We Shall Not be Moved
By Ruby Crabbe

(Used by permission from the Old Huntsville Magazine.)

When I was a youngster growing up in Dallas Village, so many things happened it would be hard for me to remember them all. But some events I'll never forget, like the "Famous Strike" at Dallas Textile Mills.

The picket line in front of the mill was long and the strikers were tired. Some of them carried large banners proclaiming the strike and warning people not to cross the picket line. I can't remember who all took part in cooking food for the strikers but I do know that my mother, Josie Allen, did. My step Dad, Mr. Lonnie Allen, took part in the cooking also.

Every day at noon he and Mama would fix hamburgers and coffee for the strikers. Now when I say hamburgers - I mean it would be such a large sack full it would be hard for us kids to even carry. Plus, we carried a pot that held three or four gallons of hot steaming coffee.

I remember one night several of the union members had a meeting at this certain house. During the meeting someone spoke up and said, "Boy, what would I give right now if I had all the good fried chicken I could eat!" At that remark the lady of the house got up and excused herself from the meeting.

It wasn't long before the odor of good fried chicken just filled the house. It appeared that three good-sized fryers had been roosting on a water pipe right outside the back door. Don't know whose chickens they were but they were never seen again on the roost.

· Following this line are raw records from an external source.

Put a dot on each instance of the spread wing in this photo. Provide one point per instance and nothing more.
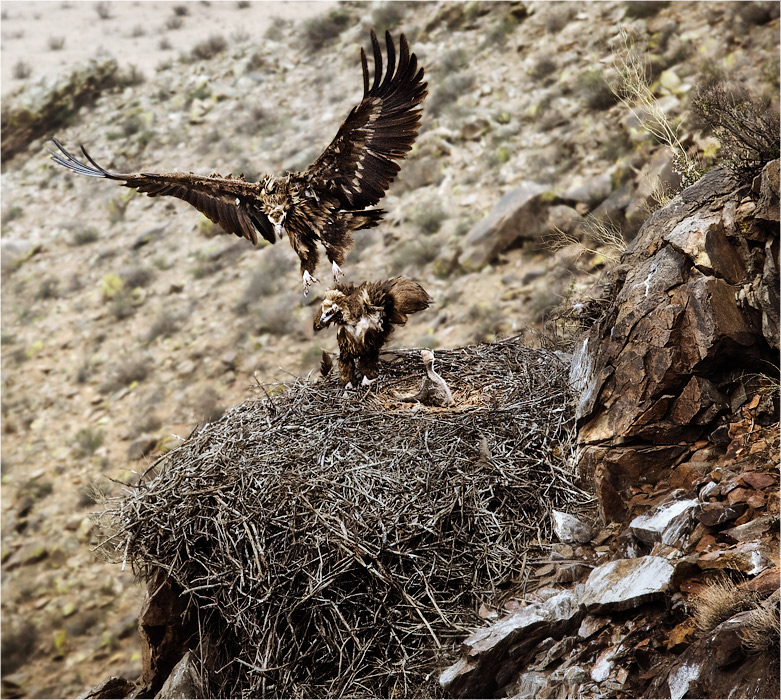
(229, 202)
(360, 163)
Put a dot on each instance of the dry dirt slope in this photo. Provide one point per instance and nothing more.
(125, 322)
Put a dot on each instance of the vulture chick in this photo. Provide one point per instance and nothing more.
(366, 316)
(434, 391)
(328, 201)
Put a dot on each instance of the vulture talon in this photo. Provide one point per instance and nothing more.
(329, 200)
(365, 316)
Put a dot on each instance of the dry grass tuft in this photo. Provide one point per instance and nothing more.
(763, 625)
(339, 546)
(719, 602)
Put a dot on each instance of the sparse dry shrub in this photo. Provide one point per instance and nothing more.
(642, 9)
(126, 372)
(209, 48)
(487, 319)
(449, 90)
(599, 238)
(747, 128)
(761, 633)
(22, 70)
(543, 67)
(327, 566)
(634, 91)
(718, 602)
(595, 90)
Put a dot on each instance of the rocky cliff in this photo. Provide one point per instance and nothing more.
(678, 435)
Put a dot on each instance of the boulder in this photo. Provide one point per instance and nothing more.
(520, 214)
(44, 106)
(475, 674)
(716, 667)
(658, 368)
(626, 583)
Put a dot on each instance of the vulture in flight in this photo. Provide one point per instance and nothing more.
(330, 199)
(366, 316)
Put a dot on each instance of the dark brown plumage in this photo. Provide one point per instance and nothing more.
(329, 200)
(326, 365)
(366, 316)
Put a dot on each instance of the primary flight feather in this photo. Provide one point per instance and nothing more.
(328, 201)
(365, 317)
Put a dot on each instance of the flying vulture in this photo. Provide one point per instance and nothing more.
(326, 202)
(434, 391)
(366, 316)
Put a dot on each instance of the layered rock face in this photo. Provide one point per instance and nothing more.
(695, 321)
(678, 434)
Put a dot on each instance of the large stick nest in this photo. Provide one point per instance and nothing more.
(334, 545)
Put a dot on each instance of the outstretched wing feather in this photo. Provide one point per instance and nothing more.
(360, 163)
(215, 197)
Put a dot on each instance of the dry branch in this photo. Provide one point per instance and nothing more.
(339, 545)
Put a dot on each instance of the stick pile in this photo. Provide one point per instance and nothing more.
(339, 546)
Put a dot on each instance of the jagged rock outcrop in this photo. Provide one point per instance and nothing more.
(679, 436)
(51, 104)
(685, 330)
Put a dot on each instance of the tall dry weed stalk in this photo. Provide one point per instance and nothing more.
(634, 91)
(719, 602)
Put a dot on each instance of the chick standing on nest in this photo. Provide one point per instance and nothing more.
(434, 391)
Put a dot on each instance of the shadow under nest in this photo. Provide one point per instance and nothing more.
(333, 545)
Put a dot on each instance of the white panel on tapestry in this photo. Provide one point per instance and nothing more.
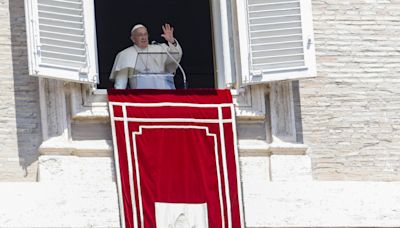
(181, 215)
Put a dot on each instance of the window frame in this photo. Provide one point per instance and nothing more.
(87, 74)
(249, 77)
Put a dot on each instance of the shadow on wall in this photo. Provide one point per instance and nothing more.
(297, 111)
(26, 93)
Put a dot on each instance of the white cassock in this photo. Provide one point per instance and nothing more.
(148, 68)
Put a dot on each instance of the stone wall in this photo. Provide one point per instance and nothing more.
(20, 133)
(351, 111)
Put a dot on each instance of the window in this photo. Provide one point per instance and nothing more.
(61, 40)
(276, 40)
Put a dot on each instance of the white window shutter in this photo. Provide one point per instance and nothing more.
(276, 40)
(61, 39)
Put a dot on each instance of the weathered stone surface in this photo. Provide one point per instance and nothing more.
(350, 112)
(20, 133)
(322, 204)
(291, 168)
(58, 205)
(76, 170)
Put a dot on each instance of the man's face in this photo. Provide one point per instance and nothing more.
(140, 37)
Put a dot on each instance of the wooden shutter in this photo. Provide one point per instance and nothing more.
(61, 39)
(277, 42)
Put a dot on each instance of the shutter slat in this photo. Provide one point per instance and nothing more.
(273, 39)
(274, 6)
(253, 2)
(62, 32)
(276, 51)
(275, 32)
(61, 9)
(276, 59)
(62, 43)
(283, 66)
(59, 3)
(266, 26)
(54, 62)
(72, 51)
(61, 23)
(61, 39)
(60, 16)
(62, 36)
(276, 45)
(63, 55)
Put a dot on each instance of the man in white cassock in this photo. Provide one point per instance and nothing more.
(147, 66)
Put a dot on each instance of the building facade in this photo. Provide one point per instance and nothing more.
(326, 132)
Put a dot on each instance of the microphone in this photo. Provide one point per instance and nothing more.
(175, 61)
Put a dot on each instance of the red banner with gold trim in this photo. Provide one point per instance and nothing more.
(176, 158)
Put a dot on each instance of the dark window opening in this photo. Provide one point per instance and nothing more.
(192, 28)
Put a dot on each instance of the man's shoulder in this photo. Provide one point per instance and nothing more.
(127, 51)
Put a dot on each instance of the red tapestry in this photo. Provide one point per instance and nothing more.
(176, 158)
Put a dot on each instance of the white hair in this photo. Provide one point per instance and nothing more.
(136, 27)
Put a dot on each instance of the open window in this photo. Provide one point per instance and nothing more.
(61, 40)
(77, 40)
(276, 40)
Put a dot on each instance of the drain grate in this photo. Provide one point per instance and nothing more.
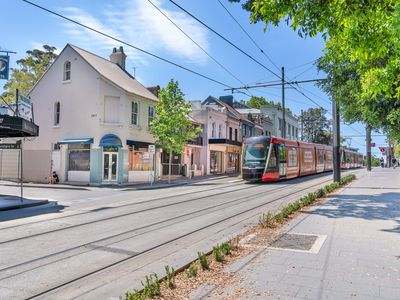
(301, 242)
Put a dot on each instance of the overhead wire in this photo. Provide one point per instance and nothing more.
(128, 44)
(224, 38)
(245, 31)
(197, 44)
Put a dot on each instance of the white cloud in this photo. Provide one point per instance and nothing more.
(138, 23)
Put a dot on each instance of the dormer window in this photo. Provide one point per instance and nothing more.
(67, 71)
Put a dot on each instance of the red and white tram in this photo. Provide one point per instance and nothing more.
(272, 159)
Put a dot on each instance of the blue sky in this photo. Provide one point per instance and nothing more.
(137, 22)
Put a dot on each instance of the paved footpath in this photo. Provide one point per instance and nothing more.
(359, 258)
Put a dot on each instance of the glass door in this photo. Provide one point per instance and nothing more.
(110, 166)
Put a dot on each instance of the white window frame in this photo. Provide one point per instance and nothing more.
(67, 71)
(57, 113)
(135, 115)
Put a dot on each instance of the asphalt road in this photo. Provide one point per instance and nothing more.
(99, 242)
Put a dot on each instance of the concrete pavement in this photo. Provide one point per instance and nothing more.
(359, 255)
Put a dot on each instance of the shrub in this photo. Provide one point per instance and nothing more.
(226, 248)
(203, 261)
(170, 277)
(267, 220)
(218, 255)
(151, 288)
(191, 271)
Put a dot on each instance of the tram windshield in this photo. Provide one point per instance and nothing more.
(255, 154)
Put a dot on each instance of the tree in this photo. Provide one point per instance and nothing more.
(316, 126)
(361, 55)
(171, 126)
(31, 68)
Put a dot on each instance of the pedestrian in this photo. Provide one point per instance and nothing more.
(54, 178)
(394, 161)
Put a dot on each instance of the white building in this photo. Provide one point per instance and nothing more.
(93, 118)
(291, 122)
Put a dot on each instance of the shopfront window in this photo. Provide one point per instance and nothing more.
(140, 159)
(78, 157)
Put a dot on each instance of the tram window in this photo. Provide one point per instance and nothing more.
(272, 162)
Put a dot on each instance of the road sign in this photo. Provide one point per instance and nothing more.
(10, 146)
(152, 149)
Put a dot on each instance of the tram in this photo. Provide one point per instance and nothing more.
(268, 158)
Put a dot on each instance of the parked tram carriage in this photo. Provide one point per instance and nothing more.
(272, 159)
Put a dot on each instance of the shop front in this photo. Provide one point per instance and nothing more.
(141, 162)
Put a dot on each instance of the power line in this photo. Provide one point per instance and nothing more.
(127, 44)
(248, 35)
(181, 30)
(224, 38)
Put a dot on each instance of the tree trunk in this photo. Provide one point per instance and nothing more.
(169, 166)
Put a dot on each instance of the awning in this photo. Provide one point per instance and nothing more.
(137, 144)
(77, 140)
(110, 140)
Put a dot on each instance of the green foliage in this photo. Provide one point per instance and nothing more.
(361, 55)
(135, 295)
(203, 261)
(151, 288)
(171, 126)
(316, 126)
(170, 277)
(226, 248)
(31, 68)
(191, 271)
(217, 253)
(267, 220)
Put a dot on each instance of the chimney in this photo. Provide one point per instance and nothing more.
(227, 99)
(118, 57)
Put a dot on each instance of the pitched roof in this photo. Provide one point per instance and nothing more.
(114, 73)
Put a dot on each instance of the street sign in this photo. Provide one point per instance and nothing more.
(152, 149)
(10, 146)
(4, 66)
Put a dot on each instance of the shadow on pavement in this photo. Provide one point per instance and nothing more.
(29, 212)
(384, 206)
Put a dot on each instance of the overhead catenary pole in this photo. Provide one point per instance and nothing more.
(283, 129)
(368, 144)
(336, 140)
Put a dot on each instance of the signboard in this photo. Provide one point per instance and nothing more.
(4, 66)
(152, 149)
(10, 146)
(25, 108)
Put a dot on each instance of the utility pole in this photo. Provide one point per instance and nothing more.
(302, 126)
(336, 140)
(368, 143)
(283, 104)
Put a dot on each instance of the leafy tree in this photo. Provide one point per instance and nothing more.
(31, 68)
(316, 126)
(171, 127)
(361, 55)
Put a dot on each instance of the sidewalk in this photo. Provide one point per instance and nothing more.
(358, 232)
(125, 186)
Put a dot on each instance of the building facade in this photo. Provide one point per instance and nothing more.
(94, 120)
(291, 122)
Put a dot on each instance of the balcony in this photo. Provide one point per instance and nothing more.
(224, 141)
(196, 142)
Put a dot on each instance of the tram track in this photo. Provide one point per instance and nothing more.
(123, 205)
(245, 198)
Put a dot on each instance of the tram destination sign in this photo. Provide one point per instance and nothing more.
(10, 146)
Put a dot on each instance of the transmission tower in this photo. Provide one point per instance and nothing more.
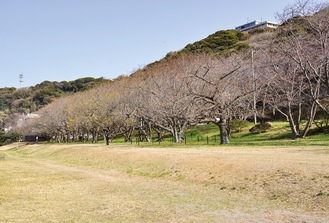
(21, 76)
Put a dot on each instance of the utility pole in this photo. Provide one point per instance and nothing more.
(253, 86)
(21, 76)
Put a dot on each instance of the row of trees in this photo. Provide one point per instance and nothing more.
(285, 71)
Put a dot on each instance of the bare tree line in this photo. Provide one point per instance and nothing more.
(285, 71)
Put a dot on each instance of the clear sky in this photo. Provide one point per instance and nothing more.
(59, 40)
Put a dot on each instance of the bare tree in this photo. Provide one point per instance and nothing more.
(221, 85)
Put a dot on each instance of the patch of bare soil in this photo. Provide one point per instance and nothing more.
(120, 183)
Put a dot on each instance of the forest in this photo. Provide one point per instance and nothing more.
(228, 76)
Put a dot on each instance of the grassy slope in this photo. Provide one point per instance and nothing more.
(123, 183)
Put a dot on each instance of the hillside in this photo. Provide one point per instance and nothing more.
(30, 99)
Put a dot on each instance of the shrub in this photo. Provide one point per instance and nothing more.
(260, 128)
(237, 125)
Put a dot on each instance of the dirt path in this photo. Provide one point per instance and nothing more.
(79, 183)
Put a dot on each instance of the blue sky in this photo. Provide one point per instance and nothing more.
(59, 40)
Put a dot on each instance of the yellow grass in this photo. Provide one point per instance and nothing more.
(120, 183)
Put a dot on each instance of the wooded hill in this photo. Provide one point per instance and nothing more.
(31, 99)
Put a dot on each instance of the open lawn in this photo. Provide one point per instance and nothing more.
(126, 183)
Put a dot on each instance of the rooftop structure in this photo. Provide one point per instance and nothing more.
(257, 24)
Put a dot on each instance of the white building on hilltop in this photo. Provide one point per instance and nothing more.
(257, 24)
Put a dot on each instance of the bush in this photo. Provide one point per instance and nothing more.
(260, 128)
(237, 125)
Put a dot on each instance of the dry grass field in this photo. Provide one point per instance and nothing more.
(121, 183)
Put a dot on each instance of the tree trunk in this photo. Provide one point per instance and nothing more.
(223, 131)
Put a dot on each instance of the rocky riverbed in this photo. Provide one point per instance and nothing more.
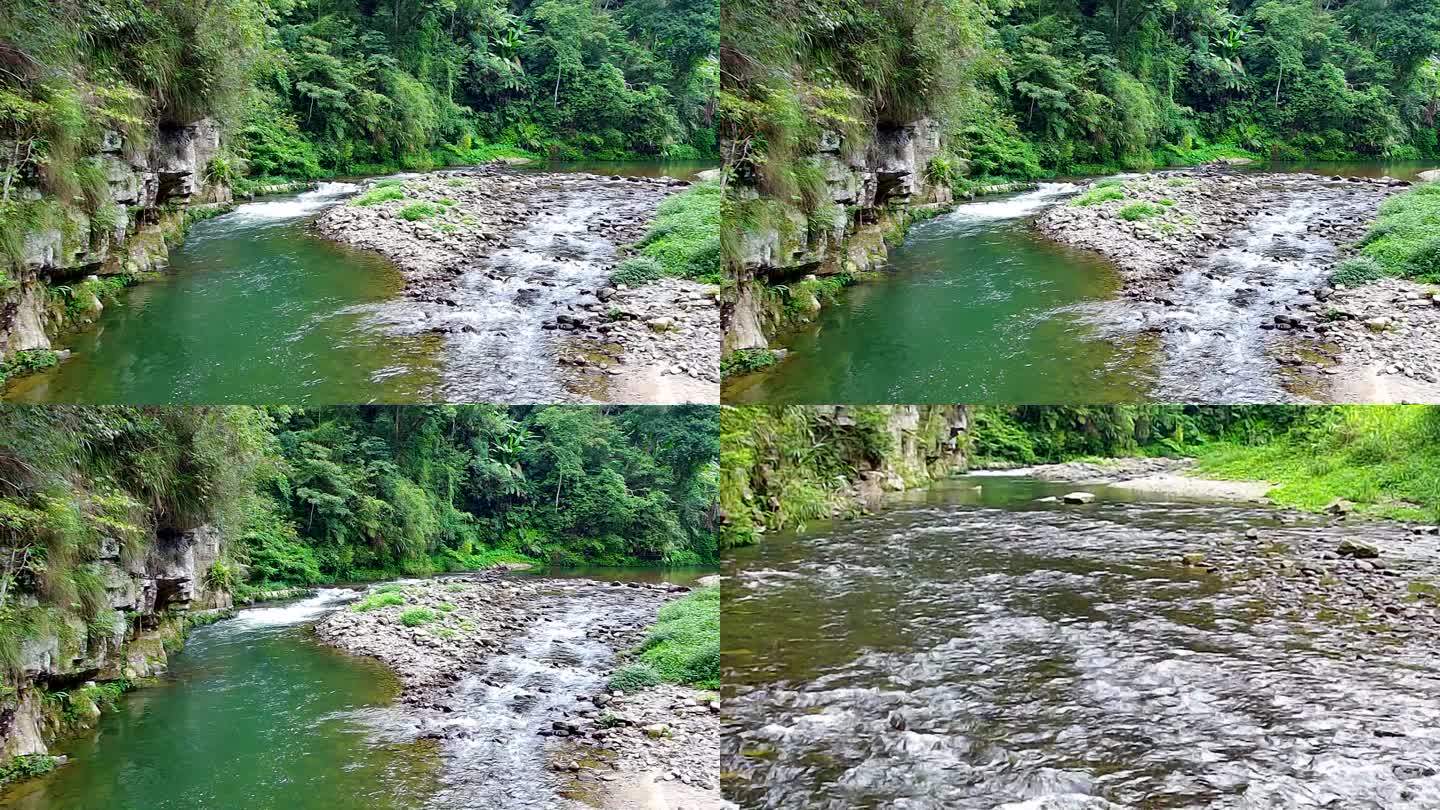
(509, 676)
(1229, 655)
(511, 268)
(1230, 271)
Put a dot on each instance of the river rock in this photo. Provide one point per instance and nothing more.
(1358, 549)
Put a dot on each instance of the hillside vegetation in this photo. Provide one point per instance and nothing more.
(1026, 90)
(353, 493)
(310, 88)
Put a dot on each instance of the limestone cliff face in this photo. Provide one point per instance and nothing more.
(771, 487)
(150, 190)
(151, 598)
(873, 186)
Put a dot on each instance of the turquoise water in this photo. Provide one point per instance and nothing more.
(255, 714)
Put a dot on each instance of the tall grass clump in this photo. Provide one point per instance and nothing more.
(1383, 457)
(684, 239)
(684, 643)
(1404, 239)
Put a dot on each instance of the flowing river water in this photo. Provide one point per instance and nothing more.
(977, 306)
(257, 712)
(257, 307)
(977, 647)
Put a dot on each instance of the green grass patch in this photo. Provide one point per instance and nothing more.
(416, 212)
(1099, 195)
(379, 195)
(28, 362)
(1406, 235)
(1139, 211)
(684, 643)
(376, 601)
(684, 239)
(637, 271)
(28, 766)
(1357, 270)
(634, 678)
(746, 361)
(416, 617)
(1386, 459)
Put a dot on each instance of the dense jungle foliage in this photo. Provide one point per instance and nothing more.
(785, 467)
(307, 496)
(1031, 88)
(308, 88)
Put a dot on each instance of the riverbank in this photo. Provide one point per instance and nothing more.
(509, 675)
(1233, 273)
(1226, 629)
(509, 265)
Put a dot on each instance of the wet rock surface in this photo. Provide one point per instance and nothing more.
(1373, 343)
(1105, 470)
(1017, 657)
(1229, 271)
(510, 263)
(653, 343)
(510, 681)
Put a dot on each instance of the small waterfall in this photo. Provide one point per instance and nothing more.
(1014, 206)
(324, 601)
(321, 196)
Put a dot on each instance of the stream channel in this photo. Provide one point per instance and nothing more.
(985, 649)
(255, 712)
(977, 306)
(257, 307)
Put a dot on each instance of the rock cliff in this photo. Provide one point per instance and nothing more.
(151, 598)
(880, 448)
(871, 190)
(127, 235)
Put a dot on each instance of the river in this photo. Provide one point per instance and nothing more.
(977, 306)
(982, 649)
(255, 712)
(257, 307)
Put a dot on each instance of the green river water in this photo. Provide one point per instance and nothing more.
(977, 306)
(257, 307)
(257, 714)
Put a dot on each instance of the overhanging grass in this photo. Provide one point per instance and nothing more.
(1406, 235)
(684, 644)
(379, 195)
(1099, 195)
(1135, 212)
(378, 600)
(686, 234)
(1386, 459)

I remember the union members and the nonunion members having a little get-to-together on 5th Street, now known as Andrew Jackson Way. The union members were on one side of the street, the nonunion members on the other. On the union side a large platform had been erected, and on top of it was what appeared to be a machine gun. Don't know if it was the real thing or not, but a lot of the people didn't hang around long enough to find out. And on top of that platform stood Bill Jaco. He was singing loud and clear, "We shall not be moved." That song generated a lot of angry offensive yells, but did that bother Brother Bill? No, it only made him sing louder and louder, "We Shall Not Be Moved!"